Repository: alisulmanpro / diabetes-prediction
Dataset: Pima Indians Diabetes Database from the UCI Machine Learning Repository
A compact, production-oriented project that trains an XGBoost classifier to predict diabetes from the Pima dataset and exposes a FastAPI inference endpoint. The repo includes data cleaning, EDA, baseline and XGBoost training, threshold tuning for recall, SHAP explanations, and a minimal FastAPI service for serving predictions.
- Data cleaning for biologically invalid zeros (Glucose, BloodPressure, SkinThickness, Insulin, BMI)
- Baseline model (Logistic Regression) + decision-threshold tuning to prioritize recall
- Stronger model: XGBoost with class imbalance handling (
scale_pos_weight) - Model metrics (on test split): ROC-AUC ≈ 0.817, Recall ≈ 0.80 (using tuned threshold)

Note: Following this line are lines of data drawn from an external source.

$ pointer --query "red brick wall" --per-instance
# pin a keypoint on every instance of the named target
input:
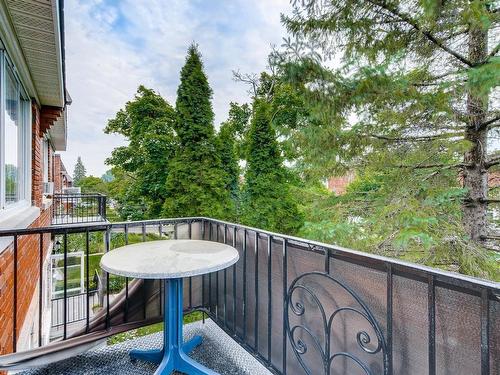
(28, 261)
(338, 185)
(57, 174)
(28, 253)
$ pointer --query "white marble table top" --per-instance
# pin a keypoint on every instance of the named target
(169, 259)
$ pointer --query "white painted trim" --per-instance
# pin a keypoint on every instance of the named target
(16, 219)
(13, 47)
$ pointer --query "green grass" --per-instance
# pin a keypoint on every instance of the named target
(148, 330)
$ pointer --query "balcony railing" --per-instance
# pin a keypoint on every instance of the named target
(297, 306)
(78, 208)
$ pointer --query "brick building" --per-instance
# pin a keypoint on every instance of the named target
(32, 128)
(62, 179)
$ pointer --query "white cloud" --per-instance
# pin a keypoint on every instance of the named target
(111, 48)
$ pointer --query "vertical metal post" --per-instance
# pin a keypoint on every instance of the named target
(285, 290)
(327, 260)
(485, 332)
(126, 280)
(65, 291)
(431, 306)
(203, 276)
(217, 278)
(40, 288)
(87, 278)
(389, 318)
(225, 281)
(190, 278)
(107, 248)
(210, 275)
(244, 285)
(234, 284)
(256, 285)
(269, 298)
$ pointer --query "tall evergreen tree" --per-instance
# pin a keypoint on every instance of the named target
(229, 141)
(267, 201)
(414, 74)
(195, 184)
(79, 171)
(147, 122)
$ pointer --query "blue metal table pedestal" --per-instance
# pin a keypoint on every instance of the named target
(174, 355)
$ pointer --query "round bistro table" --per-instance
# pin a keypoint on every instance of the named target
(171, 260)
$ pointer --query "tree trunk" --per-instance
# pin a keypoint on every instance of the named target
(475, 173)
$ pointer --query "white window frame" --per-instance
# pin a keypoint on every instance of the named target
(46, 160)
(24, 141)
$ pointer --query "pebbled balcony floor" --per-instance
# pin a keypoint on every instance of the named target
(218, 352)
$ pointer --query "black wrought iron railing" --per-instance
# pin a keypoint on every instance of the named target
(298, 306)
(78, 208)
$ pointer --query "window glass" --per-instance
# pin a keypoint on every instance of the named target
(45, 161)
(13, 132)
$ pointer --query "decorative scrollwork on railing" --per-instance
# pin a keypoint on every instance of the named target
(366, 342)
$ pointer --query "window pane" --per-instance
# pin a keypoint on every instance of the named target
(13, 162)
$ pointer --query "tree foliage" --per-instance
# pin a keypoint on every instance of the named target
(79, 171)
(196, 181)
(267, 199)
(409, 103)
(147, 122)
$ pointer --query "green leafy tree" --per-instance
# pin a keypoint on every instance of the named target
(267, 200)
(196, 181)
(79, 171)
(147, 122)
(92, 184)
(410, 107)
(229, 139)
(107, 176)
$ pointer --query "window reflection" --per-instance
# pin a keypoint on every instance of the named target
(13, 162)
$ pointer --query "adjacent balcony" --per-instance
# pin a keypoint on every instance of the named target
(289, 306)
(78, 208)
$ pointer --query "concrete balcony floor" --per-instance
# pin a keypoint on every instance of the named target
(218, 352)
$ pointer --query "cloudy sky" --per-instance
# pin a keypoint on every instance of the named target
(112, 46)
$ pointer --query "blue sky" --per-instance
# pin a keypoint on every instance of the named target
(113, 46)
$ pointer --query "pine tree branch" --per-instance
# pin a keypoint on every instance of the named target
(433, 39)
(495, 160)
(487, 123)
(416, 138)
(493, 52)
(438, 165)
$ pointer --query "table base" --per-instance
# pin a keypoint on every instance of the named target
(173, 355)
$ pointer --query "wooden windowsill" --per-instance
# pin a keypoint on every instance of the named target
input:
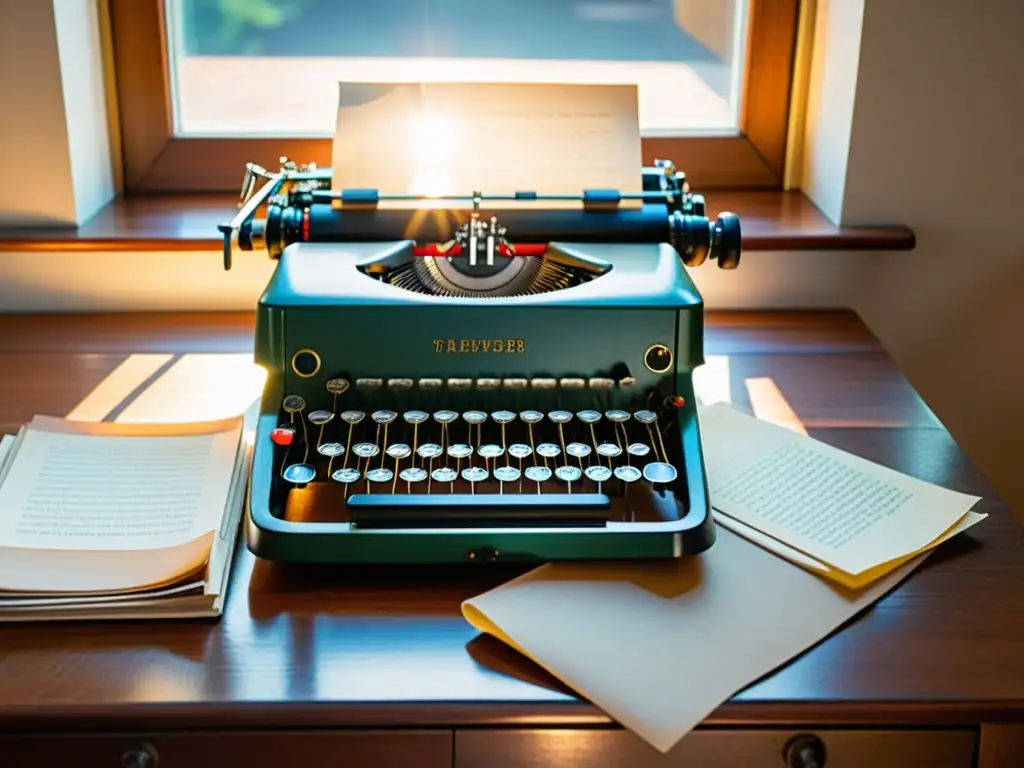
(770, 220)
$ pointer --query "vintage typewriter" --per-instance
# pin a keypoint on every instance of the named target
(477, 378)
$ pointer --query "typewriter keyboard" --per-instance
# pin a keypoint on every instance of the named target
(552, 465)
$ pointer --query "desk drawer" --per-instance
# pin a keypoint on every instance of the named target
(225, 750)
(713, 749)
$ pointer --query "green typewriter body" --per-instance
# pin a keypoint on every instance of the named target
(502, 384)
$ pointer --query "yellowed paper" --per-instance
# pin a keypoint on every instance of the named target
(658, 646)
(850, 582)
(835, 507)
(454, 138)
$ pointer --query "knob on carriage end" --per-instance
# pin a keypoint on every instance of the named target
(143, 756)
(726, 240)
(804, 751)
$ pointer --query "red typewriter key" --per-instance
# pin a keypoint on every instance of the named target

- Explainability: SHAP global and per-prediction explanations
- Serving: FastAPI endpoint with Pydantic validation and Swagger docs
diabetes-prediction/
├─ data/
│ ├─ raw/diabetes.csv
│ └─ clean/diabetes_clean.csv
├─ models/
│ ├─ xgb_model.pkl
│ └─ baseline_model.pkl
├─ src/
│ ├─ load_data.py
│ ├─ clean_data.py
│ ├─ eda.py
│ ├─ train_baseline.py
│ ├─ train_xgb.py
│ ├─ explain_model.py
├─ main.py
├─ .gitignore
├─ requirements.txt
└─ README.md
- Clone the repo:
git clone https://github.com/alisulmanpro/diabetes-prediction.git
cd diabetes-prediction- Create and activate a virtual environment:
python -m venv .venv
# mac / linux
source .venv/bin/activate
# windows (PowerShell)
.venv\Scripts\Activate.ps1- Install deps:
pip install --upgrade pip
pip install -r requirements.txt-
Add dataset: place
diabetes.csv(Pima Indians Diabetes CSV) indata/raw/. -
Clean data:
python src/clean_data.py
# produces data/clean/diabetes_clean.csv- Run EDA (optional; opens plots):
python src/eda.py- Train XGBoost model:
python src/train_xgb.py
# saved to models/xgb_model.pkl- Run SHAP explainability:
python src/explain_model.py
# generates SHAP summary (global) and bar plots- Run the API locally:
uvicorn src.api:app --reload
# visit http://127.0.0.1:8000/docs for Swagger UIEndpoint: POST /predict
Input (JSON):
{
"Pregnancies": 2,
"Glucose": 150,
"BloodPressure": 80,
"SkinThickness": 30,
"Insulin": 120,
"BMI": 33.6,
"DiabetesPedigreeFunction": 0.627,
"Age": 50
}Sample curl:
curl -X POST "http://127.0.0.1:8000/predict" \
-H "Content-Type: application/json" \
-d '{"Pregnancies":2,"Glucose":150,"BloodPressure":80,"SkinThickness":30,"Insulin":120,"BMI":33.6,"DiabetesPedigreeFunction":0.627,"Age":50}'Response:
{
"diabetes_probability": 0.7801,
"prediction": 1
}Note: the API uses the XGBoost model and returns probability + binary prediction using the tuned threshold (
0.40by default). Adjust threshold insrc/api.pyif you prefer a different operating point.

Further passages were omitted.